The current strategy in the field of cancer treatment employs tandem lines of therapies directed either to kill tumour cells directly or to encourage the body’s immune response to kill them. Animesh Kar, Dolly Jain, Avinash Bajaj, and Ujjaini Dasgupta, working on the hydrogel-mediated delivery of anticancer drugs, have achieved both goals with their latest innovation.
The novelty of this drug is the claim of a reduction in the widespread toxicity observed with most chemotherapies. The authors propose that DTX-CPT-Gel be administered close to the tumour. In contrast, the usual delivery of chemotherapeutic drugs involves injection into the veins (intravenous), circulating them through the body. An injection site closer to the tumour will avoid unintended effects on faraway tissues. The authors claim that the process of this drug will be no more invasive than intravenous injections. Dolly Jain says,
The hydrogel can be administered directly near the tumour site through direct injection or localised application, making it minimally invasive.
The authors found the drug release from the hydrogel to be continuous and sustained. This controlled release is necessary as per Dasgupta, “DTX-CPT-Gel may be beneficial for cancers that are less responsive to immunotherapy or when a combination therapy approach is needed.” The two drugs, DTX and CPT, are known to be deadly to cells (cytotoxic), and a ratio of 2:1 of DTX: CPT packaged in hydrogels exhibited the most potent cytotoxic capability.
The uniqueness of these dying cells is the release of certain biomolecules known as damage-associated molecular patterns (DAMPs). The release of DAMPs by dying tumour cells activates dendritic cells, which usually patrol most tissues. Dendritic cells usually cannot recognise cancer cells as foreign, and do not attack them. However, the DAMP molecules are identified by dendritic cells, which readies them for an attack on cancer cells.

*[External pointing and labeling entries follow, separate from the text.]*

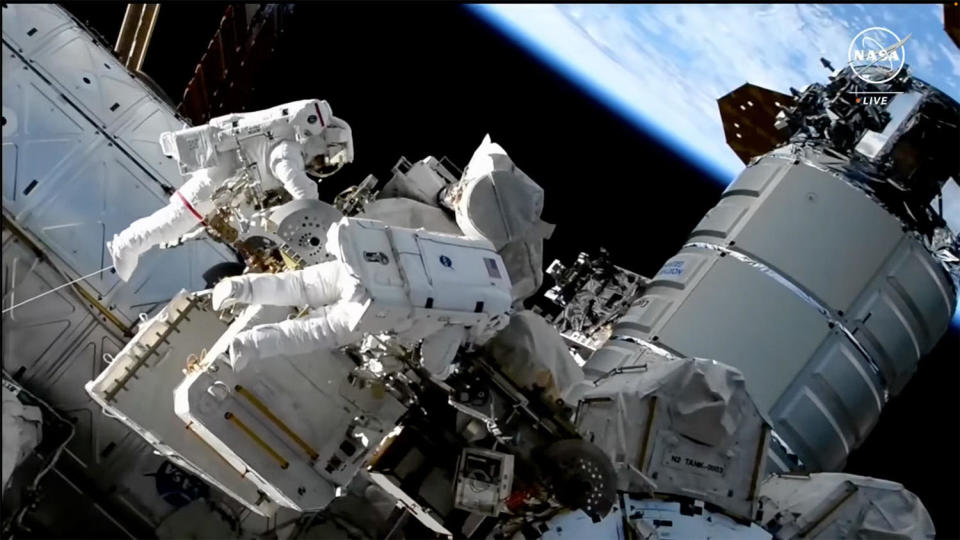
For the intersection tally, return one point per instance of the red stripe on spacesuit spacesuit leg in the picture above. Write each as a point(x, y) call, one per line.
point(191, 208)
point(319, 115)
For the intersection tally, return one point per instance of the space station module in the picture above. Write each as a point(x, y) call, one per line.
point(444, 289)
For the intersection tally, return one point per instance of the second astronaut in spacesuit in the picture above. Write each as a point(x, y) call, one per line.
point(443, 289)
point(287, 147)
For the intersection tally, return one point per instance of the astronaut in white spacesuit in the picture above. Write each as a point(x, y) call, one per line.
point(493, 200)
point(290, 146)
point(446, 290)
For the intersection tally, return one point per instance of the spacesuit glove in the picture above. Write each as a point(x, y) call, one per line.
point(228, 292)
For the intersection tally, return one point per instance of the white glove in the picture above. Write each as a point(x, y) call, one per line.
point(225, 294)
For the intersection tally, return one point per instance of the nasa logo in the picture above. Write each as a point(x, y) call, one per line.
point(877, 47)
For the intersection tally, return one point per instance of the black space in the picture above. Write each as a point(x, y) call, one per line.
point(417, 79)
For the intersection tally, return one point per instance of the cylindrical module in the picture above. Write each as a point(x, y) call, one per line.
point(823, 299)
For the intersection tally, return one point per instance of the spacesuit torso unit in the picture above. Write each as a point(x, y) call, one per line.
point(269, 145)
point(232, 164)
point(419, 285)
point(493, 200)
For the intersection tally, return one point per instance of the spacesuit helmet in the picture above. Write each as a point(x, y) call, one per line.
point(328, 151)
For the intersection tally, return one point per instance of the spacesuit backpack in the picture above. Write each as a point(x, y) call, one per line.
point(420, 275)
point(204, 146)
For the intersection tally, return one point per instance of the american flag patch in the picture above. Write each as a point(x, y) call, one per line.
point(492, 269)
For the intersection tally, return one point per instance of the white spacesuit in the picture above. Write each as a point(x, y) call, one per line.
point(284, 146)
point(421, 285)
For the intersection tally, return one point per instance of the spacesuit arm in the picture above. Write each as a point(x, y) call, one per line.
point(327, 328)
point(286, 163)
point(315, 285)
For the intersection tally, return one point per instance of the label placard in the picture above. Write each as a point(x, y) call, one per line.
point(683, 462)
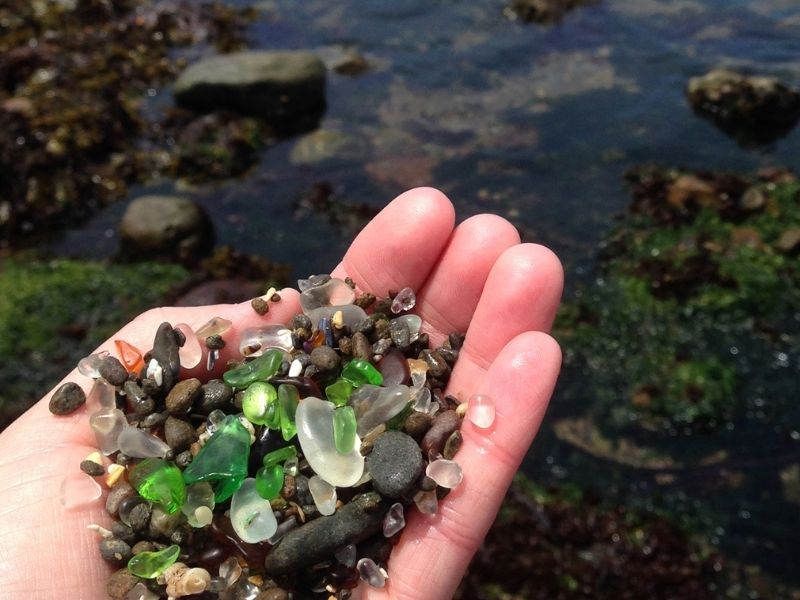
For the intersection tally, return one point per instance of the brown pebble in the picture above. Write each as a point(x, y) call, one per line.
point(260, 305)
point(67, 399)
point(92, 468)
point(182, 396)
point(120, 583)
point(417, 424)
point(443, 426)
point(453, 445)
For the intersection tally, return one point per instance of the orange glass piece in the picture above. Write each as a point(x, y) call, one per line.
point(129, 356)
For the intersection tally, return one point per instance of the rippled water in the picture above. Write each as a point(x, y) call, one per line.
point(537, 124)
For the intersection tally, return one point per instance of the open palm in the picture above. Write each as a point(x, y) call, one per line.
point(476, 277)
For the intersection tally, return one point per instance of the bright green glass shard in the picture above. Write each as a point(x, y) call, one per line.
point(223, 460)
point(260, 404)
point(269, 481)
point(359, 371)
point(279, 456)
point(344, 429)
point(150, 565)
point(159, 481)
point(339, 391)
point(288, 398)
point(260, 369)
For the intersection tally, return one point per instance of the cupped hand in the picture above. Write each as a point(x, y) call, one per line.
point(475, 278)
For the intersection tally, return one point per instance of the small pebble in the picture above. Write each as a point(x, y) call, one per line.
point(67, 399)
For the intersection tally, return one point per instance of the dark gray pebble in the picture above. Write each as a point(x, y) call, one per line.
point(67, 398)
point(361, 347)
point(215, 394)
point(112, 371)
point(115, 551)
point(181, 397)
point(443, 426)
point(92, 468)
point(417, 424)
point(452, 445)
point(317, 540)
point(120, 583)
point(325, 358)
point(395, 464)
point(117, 494)
point(179, 434)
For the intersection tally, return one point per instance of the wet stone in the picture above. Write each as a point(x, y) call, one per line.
point(182, 396)
point(113, 371)
point(179, 434)
point(214, 395)
point(395, 464)
point(318, 539)
point(67, 399)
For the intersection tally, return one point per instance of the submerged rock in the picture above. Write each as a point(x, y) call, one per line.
point(278, 86)
point(754, 110)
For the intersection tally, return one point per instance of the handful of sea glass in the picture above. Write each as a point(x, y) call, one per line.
point(292, 474)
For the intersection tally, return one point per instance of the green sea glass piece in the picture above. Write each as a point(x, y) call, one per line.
point(279, 456)
point(359, 371)
point(159, 481)
point(223, 460)
point(150, 565)
point(260, 369)
point(260, 404)
point(269, 481)
point(339, 391)
point(344, 429)
point(288, 398)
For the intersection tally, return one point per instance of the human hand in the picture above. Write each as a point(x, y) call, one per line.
point(476, 278)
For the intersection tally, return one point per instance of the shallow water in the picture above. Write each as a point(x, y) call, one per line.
point(537, 124)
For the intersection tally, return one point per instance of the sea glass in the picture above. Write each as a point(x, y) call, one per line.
point(359, 372)
point(141, 444)
point(260, 404)
point(159, 481)
point(254, 341)
point(149, 565)
point(259, 369)
point(344, 429)
point(315, 431)
point(222, 461)
point(324, 495)
point(251, 515)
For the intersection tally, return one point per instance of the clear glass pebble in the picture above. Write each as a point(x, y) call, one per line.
point(191, 353)
point(446, 473)
point(426, 502)
point(333, 292)
point(394, 520)
point(254, 341)
point(216, 326)
point(107, 424)
point(324, 495)
point(480, 410)
point(370, 573)
point(251, 516)
point(90, 365)
point(347, 555)
point(140, 444)
point(314, 419)
point(403, 301)
point(79, 490)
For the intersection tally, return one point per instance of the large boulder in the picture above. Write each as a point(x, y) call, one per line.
point(754, 110)
point(282, 87)
point(165, 228)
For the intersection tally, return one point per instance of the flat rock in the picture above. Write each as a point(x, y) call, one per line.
point(278, 86)
point(317, 540)
point(395, 464)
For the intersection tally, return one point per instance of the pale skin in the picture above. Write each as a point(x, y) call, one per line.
point(475, 278)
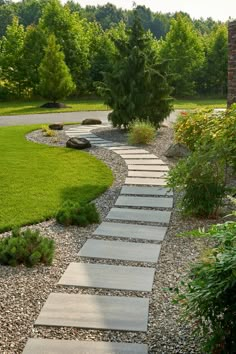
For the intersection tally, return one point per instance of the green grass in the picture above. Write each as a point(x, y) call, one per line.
point(36, 179)
point(200, 103)
point(33, 107)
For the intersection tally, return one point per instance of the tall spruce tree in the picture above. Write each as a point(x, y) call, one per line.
point(55, 79)
point(137, 87)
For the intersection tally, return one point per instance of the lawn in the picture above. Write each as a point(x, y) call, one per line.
point(36, 179)
point(33, 107)
point(200, 103)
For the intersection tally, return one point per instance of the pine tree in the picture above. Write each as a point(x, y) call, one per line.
point(55, 79)
point(137, 87)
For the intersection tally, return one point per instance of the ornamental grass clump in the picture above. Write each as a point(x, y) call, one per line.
point(26, 247)
point(141, 132)
point(208, 295)
point(77, 214)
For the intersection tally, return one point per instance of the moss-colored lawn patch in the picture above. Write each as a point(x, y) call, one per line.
point(36, 179)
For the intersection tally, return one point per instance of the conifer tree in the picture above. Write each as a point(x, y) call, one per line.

Activated dendritic cells also feed into the memory arm of the immune response. These DAMP-activated dendritic cells help specific immune cells (T cells) to further attack cancer cells and retain memory of their structure for surveillance. The authors thus present a reinforcing loop of these two kinds of cell death, where the antitumour drug-mediated cell death leads to the secretion of unique “eat-me” molecules (DAMPs) that instigate immune T cells to identify the same signals in nearby tumour cells and kill them.
The drug primes CD8+ T cells efficiently, as they also help eliminate tumours arising in distant organs. The authors ensured that this T cell-mediated elimination of distant tumours is specific to the tumour type. The memory of these T cells provides systemic protection to the mice, as the same tumour cells arising in distant organs are effectively destroyed. This T cell-mediated surveillance is precise since the authors found that T cells do not attack cancer cells of any other type.
The elicited immune response is thus highly discrete — not only does it distinguish cancer cells from normal, but it also identifies the type of cancer cells. This identification is due to specific proteins, along with the generic DAMPs secreted by the dying primary tumour cells. These tumour-specific antigens (neoantigens) are not yet discovered by the team. Bajaj says, “We have not pinpointed the precise neoantigens. We intend to elucidate this aspect in our forthcoming research endeavours.”